Connect nearby nodes in geographic graph network

89 Views Asked by At

I'm building a graph network of rivers. So far, I've created a networkx graph of lat/lon points on rivers. Each river has edges between it's points. However, no edges exist between different rivers in my dataset. Now I want to connect rivers that geographically intersect, so for example here: enter image description here

I want to add an edge at the red arrow between the end node on the Missouri river and the nearest node on the Mississippi river.

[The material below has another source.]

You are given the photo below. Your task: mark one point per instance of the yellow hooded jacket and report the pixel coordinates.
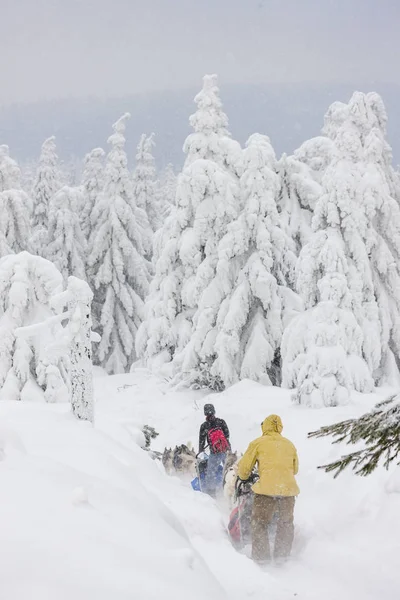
(276, 458)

How can this be accomplished? I could iterate through every pair of nodes, calculate their great-circle distance, and add an edge if it's under the distance limit. This could work but seems slow and I wonder if there's a more built-in way to do this?

2

There are 2 best solutions below

0
Paul Brodersen On
  1. You only need to check the leaves of each component (=river), i.e. nodes with degree 1 (i.e. the endpoints of each river arm). If the graph is directed, you can further restrict your search to nodes with either in-degree 1 or out-degree 1, depending how the directionality of the edges corresponds to the directionality of the rivers.
my_leaves = [node for node in G if G.degree(node) == 1]  
  1. You can use scipy.spatial.KDTree.query_ball_point to efficiently find all other nodes within a specified distance. Then select the nearest node that is not part of the same component as the leaf.
tree = KDTree(my_node_positions)
neighbours = tree.query_ball_point(my_leaf_node_positions, radius=my_cutoff)
0
ravenspoint On

The snag is that the node on the end of one river might not be 'close' to any node on the other river. Like this:

enter image description here

So you must check every leaf node for its distance from the line between every pair of nodes on other rivers.

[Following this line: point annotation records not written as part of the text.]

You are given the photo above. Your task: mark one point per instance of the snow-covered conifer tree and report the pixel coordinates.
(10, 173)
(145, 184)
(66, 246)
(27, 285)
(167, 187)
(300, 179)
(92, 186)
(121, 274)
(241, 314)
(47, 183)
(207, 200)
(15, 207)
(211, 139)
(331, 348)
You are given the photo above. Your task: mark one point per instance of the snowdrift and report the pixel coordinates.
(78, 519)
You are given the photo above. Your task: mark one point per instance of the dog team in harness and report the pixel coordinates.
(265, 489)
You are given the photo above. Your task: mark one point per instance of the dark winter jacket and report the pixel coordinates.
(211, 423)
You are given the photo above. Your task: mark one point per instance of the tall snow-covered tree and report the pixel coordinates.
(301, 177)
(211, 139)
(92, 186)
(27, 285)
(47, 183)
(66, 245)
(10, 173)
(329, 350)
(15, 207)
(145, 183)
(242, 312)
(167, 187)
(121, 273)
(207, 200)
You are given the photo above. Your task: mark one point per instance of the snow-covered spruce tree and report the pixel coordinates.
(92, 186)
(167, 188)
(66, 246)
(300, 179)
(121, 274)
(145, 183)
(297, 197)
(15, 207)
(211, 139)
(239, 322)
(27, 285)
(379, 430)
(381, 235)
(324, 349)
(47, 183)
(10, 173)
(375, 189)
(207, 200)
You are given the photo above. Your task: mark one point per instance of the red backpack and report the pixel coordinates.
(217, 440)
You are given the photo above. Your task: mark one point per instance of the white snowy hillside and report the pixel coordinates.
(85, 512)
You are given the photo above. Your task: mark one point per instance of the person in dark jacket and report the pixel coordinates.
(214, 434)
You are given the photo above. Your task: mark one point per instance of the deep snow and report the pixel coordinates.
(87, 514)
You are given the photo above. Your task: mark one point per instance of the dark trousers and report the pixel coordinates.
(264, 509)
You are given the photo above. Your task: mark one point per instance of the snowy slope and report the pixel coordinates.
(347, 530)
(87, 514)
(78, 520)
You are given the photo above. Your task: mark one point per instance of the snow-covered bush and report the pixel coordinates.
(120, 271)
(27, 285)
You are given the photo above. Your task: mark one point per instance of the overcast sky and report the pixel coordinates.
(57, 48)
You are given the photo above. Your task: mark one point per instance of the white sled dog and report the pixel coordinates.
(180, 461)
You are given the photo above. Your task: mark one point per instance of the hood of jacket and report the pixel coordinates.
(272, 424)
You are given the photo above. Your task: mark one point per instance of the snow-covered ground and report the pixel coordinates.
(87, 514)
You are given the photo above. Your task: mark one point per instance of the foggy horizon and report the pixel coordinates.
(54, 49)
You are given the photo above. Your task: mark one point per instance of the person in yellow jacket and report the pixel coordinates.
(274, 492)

The algorithm for calculating the distance of a point from a line segment is easily found by googling. Note that you do not need any fancy great circle distance calculations - the distances you are interested in finding are sufficiently approximated by assuming a flat plane.

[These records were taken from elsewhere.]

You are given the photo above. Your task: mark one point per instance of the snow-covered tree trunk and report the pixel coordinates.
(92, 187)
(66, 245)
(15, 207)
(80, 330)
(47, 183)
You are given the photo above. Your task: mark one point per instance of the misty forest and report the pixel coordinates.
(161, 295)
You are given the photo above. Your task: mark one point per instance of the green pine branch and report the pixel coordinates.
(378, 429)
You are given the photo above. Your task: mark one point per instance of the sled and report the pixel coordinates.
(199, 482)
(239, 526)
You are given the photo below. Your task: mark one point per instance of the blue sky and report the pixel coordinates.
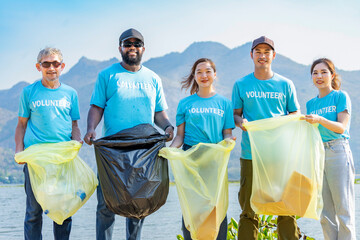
(302, 30)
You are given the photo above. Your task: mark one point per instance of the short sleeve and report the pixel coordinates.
(292, 104)
(237, 102)
(160, 103)
(229, 116)
(180, 114)
(24, 107)
(344, 102)
(75, 112)
(98, 97)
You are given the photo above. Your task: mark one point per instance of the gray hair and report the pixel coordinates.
(48, 51)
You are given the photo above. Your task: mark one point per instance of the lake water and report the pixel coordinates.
(164, 224)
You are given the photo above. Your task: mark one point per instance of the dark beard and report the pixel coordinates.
(131, 61)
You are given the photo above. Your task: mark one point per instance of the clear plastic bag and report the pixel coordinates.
(61, 181)
(201, 181)
(288, 163)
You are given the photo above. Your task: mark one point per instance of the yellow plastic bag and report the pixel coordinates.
(61, 181)
(288, 162)
(201, 181)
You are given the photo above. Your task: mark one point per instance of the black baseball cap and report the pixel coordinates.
(265, 40)
(131, 33)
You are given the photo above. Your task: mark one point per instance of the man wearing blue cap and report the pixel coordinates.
(277, 98)
(127, 94)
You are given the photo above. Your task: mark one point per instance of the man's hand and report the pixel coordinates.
(90, 136)
(170, 131)
(244, 120)
(312, 118)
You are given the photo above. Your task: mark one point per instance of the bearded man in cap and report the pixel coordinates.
(127, 94)
(278, 98)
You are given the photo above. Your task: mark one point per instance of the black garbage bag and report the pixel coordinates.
(133, 178)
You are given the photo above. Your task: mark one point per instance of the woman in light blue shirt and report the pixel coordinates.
(332, 110)
(204, 116)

If you have a very large dataset, like maybe all the rivers in North America, you will need to prune the line segments you will check to those in the approximate neighborhood - this can be done by using a quadtree ( see https://github.com/JamesBremner/quadtree )

Alternative Approach

Preprocess your dataset, adding nodes along the lines between nodes that are far apart so that no node is no more than a specified distance from any possible merge point. This makes the finding of the merge point simpler by looking only at node-node distances rather than node-line segment distances. If you need to this a lot then the cost of pre-processing and the storage for the extra nodes might be worthwhile - however, I cannot image why you would need to this more than once.